Blochers Grounding

Es gibt Tage, gute Tage und sehr gute Tage. Heute ist ein sehr guter Tag :-) Nach 4 Jahren Bundesrat sind wir Mr. Blocher los! Ich kann es immer noch kaum glauben, habe mich gestern schon gefreut wie ein Kind und heute Morgen bin ich entgegen meinen Gepflogenheiten sogar vor 8 Uhr aufgestanden, um die Bestätigung noch Live miterleben zu können.

Bei der SVP reibt man sich die Augen (ich liebe es Ueli Maurer so zu sehen) und die schöne SVP-Schlagfertigkeit war gestern arg eingerostet. Propagandaminister Mörgeli war relativ sprachlos und Blocher hat es gestern sogar komplett die Sprache verschlagen.

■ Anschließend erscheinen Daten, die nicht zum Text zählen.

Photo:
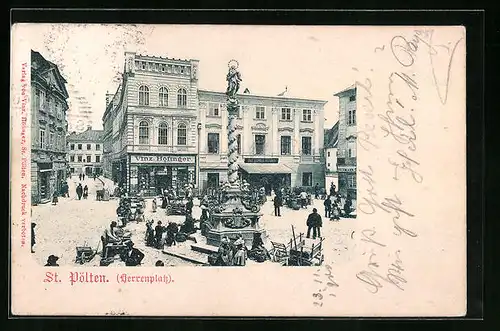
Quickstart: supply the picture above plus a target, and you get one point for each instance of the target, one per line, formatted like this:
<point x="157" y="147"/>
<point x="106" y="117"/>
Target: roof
<point x="86" y="136"/>
<point x="347" y="89"/>
<point x="332" y="136"/>
<point x="261" y="168"/>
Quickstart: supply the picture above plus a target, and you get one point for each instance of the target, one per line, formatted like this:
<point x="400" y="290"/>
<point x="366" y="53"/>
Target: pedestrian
<point x="278" y="202"/>
<point x="132" y="256"/>
<point x="52" y="261"/>
<point x="328" y="206"/>
<point x="303" y="199"/>
<point x="348" y="206"/>
<point x="55" y="199"/>
<point x="189" y="206"/>
<point x="79" y="191"/>
<point x="159" y="229"/>
<point x="316" y="191"/>
<point x="154" y="205"/>
<point x="314" y="223"/>
<point x="33" y="241"/>
<point x="332" y="189"/>
<point x="85" y="191"/>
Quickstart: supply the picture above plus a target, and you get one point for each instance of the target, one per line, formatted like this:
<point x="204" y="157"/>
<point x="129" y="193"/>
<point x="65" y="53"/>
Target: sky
<point x="313" y="62"/>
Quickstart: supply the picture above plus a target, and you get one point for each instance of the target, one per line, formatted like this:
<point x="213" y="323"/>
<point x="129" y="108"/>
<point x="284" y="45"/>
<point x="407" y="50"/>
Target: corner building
<point x="280" y="140"/>
<point x="150" y="124"/>
<point x="48" y="129"/>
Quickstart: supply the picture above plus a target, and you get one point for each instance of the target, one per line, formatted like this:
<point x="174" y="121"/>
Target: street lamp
<point x="198" y="159"/>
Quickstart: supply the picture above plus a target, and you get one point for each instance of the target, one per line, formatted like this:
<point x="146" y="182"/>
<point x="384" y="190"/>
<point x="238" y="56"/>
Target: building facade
<point x="48" y="129"/>
<point x="331" y="143"/>
<point x="280" y="140"/>
<point x="150" y="125"/>
<point x="347" y="142"/>
<point x="84" y="152"/>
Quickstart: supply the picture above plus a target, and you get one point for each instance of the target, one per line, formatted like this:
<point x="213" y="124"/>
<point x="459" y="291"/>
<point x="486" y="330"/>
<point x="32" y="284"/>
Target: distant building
<point x="280" y="140"/>
<point x="48" y="129"/>
<point x="331" y="143"/>
<point x="347" y="142"/>
<point x="85" y="152"/>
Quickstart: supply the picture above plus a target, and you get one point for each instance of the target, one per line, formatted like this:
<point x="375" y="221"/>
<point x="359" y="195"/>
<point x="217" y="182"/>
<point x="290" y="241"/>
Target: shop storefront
<point x="153" y="173"/>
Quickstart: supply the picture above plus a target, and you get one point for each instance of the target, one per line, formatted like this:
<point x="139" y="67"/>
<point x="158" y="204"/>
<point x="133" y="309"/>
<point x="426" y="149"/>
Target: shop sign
<point x="261" y="160"/>
<point x="346" y="168"/>
<point x="163" y="159"/>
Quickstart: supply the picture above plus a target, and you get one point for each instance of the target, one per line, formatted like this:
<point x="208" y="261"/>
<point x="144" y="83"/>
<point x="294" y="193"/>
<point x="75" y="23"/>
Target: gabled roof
<point x="347" y="89"/>
<point x="42" y="67"/>
<point x="86" y="136"/>
<point x="332" y="136"/>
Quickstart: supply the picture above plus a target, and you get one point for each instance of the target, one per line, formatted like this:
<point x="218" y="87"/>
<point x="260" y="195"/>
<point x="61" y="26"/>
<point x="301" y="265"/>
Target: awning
<point x="261" y="168"/>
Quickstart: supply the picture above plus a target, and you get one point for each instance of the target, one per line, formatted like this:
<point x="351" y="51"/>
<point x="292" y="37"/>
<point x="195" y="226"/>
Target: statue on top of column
<point x="233" y="78"/>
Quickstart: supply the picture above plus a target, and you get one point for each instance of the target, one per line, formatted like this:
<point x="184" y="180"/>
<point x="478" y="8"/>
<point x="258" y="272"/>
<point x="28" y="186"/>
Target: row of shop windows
<point x="80" y="147"/>
<point x="162" y="97"/>
<point x="213" y="141"/>
<point x="88" y="158"/>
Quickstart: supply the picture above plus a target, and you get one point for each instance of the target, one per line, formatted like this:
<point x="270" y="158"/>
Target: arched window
<point x="163" y="97"/>
<point x="144" y="132"/>
<point x="162" y="134"/>
<point x="144" y="95"/>
<point x="182" y="98"/>
<point x="181" y="134"/>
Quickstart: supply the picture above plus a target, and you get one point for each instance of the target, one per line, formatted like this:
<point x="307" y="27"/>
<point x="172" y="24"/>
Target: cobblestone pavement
<point x="72" y="222"/>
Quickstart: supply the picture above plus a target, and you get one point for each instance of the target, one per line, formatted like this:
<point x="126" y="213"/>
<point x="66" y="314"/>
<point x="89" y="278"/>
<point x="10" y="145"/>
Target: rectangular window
<point x="351" y="181"/>
<point x="307" y="179"/>
<point x="42" y="139"/>
<point x="260" y="143"/>
<point x="238" y="141"/>
<point x="306" y="115"/>
<point x="51" y="140"/>
<point x="306" y="146"/>
<point x="286" y="114"/>
<point x="213" y="143"/>
<point x="214" y="109"/>
<point x="260" y="112"/>
<point x="351" y="117"/>
<point x="286" y="145"/>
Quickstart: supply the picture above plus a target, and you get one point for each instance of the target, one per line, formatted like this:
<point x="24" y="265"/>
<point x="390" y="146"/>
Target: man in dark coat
<point x="314" y="222"/>
<point x="79" y="191"/>
<point x="278" y="202"/>
<point x="132" y="256"/>
<point x="328" y="206"/>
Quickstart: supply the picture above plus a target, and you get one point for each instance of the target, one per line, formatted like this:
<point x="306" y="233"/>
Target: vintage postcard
<point x="239" y="170"/>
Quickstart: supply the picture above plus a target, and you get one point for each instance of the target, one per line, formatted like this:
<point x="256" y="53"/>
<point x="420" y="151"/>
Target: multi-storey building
<point x="150" y="124"/>
<point x="48" y="128"/>
<point x="280" y="140"/>
<point x="347" y="142"/>
<point x="85" y="152"/>
<point x="331" y="142"/>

Nun will die SVP also in die Opposition, allerdings nur halbherzig, immerhin sind immer noch zwei SVP Bundesräte im Amt. Politisch wird sich so oder so kaum was ändern, die SVP hat es sowieso nie interessiert, ob sie in der Regierung sind oder nicht. Allerdings scheint sich bei der SVP trotzdem etwas zu tun, mit etwas Glück spaltet sie sich und die vernünftigen SVPler gehen endlich mal ihren eigenen Weg, wäre schon lange mal überfällig…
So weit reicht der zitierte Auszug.